In tempi di pauperismo dilagante, dove la dittatura del politicamente corretto impone che i vertici dello Stato si debbano spostare con l’autobus o a piedi, rinunciando al simbolo per eccellenza della “casta”, la famigerata auto blu, il Consiglio superiore della magistratura inverte la rotta e spende 140mila euro per organizzare il saluto del presidente della Repubblica con i giovani magistrati.

Tanto è costato il mese scorso l’incontro al Quirinale, durato meno di un’ora, del Capo dello Stato con i 370 Mot ( i magistrati ordinari in tirocinio, gli ex uditori giudiziari) nominati a febbraio dal Ministero della giustizia. Prima del conferimento delle funzioni giurisdizionali e dell’assegnazione della prima sede di servizio, è consuetudine organizzare da parte del Csm una visita al presidente della Repubblica, nella sua qualità di presidente dell’Organo di autogoverno delle toghe.

La cerimonia, come si ricorderà, si è svolta lo scorso 23 luglio. «Sono lieto di proseguire nella tradizione, ormai consolidata, di incontrare i giovani magistrati prima dell’assunzione delle funzioni negli uffici di destinazione», aveva detto durante il suo intervento Sergio Mattarella, evidenziando come «la presenza del ministro della Giustizia, dei componenti del Csm e del Comitato direttivo della Scuola superiore della magistratura è il segno tangibile della rilevanza istituzionale di questo incontro, a cui attribuisco, come presidente del Csm, particolare valore e significato».

Il giorno successivo, sempre come da prassi, i neo magistrati hanno poi provveduto ad indicare la se- de di servizio, scegliendola fra quelle vacanti riportate nell’elenco del Csm, in base alla graduatoria finale del concorso.

I 140mila euro hanno, dunque, coperto le spese di viaggio, di pernottamento e dei pasti per la due giorni romana delle toghe. Erano esclusi dal rimborso solo i neo magistrati che stavano svolgendo il tirocinio nella Capitale. Sicuramente qualcuno storcerà la bocca ritenendo questi “riti” ormai superati. Formalità datate, vuote e prive di senso. E criticherà anche il sistema di scelta della sede di servizio organizzato dal Csm: l’appello nominativo per alzata di mano. In un contesto totalmente informatizzato, caratterizzato da procedure just in time, una metodo sicuramente collaudato ma forse non proprio al passo con i tempi.

Con i Tribunali che cadono a pezzi, tipo il palazzo di giustizia di Bari evacuato per rischio crollo lo scorso mese di maggio, o quello della Capitale dove solo qualche giorno fa è venuto giù il soffitto della cancelleria penale, in molti si chiedono se questi soldi potessero essere spesi in maniera diversa.

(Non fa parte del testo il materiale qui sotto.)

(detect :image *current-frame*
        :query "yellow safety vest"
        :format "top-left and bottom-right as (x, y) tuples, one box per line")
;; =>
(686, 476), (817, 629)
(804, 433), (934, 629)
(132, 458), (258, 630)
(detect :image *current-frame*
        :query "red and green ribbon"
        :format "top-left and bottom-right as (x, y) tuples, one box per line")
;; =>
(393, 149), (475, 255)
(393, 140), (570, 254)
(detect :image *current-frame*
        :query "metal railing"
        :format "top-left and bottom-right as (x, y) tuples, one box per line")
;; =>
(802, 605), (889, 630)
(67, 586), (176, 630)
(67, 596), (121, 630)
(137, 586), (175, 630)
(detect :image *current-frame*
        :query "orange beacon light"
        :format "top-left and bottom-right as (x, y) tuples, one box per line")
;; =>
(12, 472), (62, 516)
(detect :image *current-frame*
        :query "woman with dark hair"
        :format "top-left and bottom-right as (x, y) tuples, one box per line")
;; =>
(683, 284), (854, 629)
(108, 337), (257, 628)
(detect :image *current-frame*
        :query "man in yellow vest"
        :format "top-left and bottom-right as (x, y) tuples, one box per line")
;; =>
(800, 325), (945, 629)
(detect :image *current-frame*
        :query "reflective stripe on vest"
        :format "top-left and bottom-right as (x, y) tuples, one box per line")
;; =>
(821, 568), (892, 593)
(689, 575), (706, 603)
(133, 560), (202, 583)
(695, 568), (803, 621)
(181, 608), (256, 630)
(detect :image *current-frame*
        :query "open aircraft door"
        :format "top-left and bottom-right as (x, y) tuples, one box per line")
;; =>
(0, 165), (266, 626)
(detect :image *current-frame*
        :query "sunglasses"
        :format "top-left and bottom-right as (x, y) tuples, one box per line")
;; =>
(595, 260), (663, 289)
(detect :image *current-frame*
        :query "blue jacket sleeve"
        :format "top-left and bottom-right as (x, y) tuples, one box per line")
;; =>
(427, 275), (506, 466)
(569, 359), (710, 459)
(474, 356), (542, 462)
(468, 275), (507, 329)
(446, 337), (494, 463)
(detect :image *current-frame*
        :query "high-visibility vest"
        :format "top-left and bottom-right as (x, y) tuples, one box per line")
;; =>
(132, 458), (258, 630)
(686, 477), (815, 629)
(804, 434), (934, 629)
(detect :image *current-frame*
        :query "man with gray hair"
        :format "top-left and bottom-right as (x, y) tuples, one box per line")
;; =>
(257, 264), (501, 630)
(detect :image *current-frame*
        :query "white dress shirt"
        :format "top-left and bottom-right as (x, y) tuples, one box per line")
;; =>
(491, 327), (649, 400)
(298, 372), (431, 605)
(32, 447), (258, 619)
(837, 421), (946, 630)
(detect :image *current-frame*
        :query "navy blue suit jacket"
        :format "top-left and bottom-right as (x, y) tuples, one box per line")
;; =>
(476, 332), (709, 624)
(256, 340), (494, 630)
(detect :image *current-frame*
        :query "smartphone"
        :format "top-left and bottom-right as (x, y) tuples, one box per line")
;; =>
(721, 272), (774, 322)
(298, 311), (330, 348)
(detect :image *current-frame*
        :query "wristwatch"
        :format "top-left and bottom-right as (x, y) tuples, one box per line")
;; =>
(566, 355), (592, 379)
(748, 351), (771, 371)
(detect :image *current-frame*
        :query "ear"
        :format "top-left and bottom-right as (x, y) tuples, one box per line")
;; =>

Ma la forma è anche sostanza. Come quando in Tribunale entra la Corte e bisogna alzarsi in piedi. Un rigore formale, quindi, che vuole essere anche un monito per chi è chiamato ad esercitare le funzioni giurisdizionali. Un indirizzo preciso e puntuale che è stato fra i primi obiettivi di questo Csm che terminerà il mandato quadriennale fra qualche settimana. Vedasi il richiamo alle toghe ad una maggiore sobrietà nell’uso dei social network o, con l’approvazione di una circolare specifica, ad una comunicazione istituzionale rispettosa dei diritti delle altre parti processuali.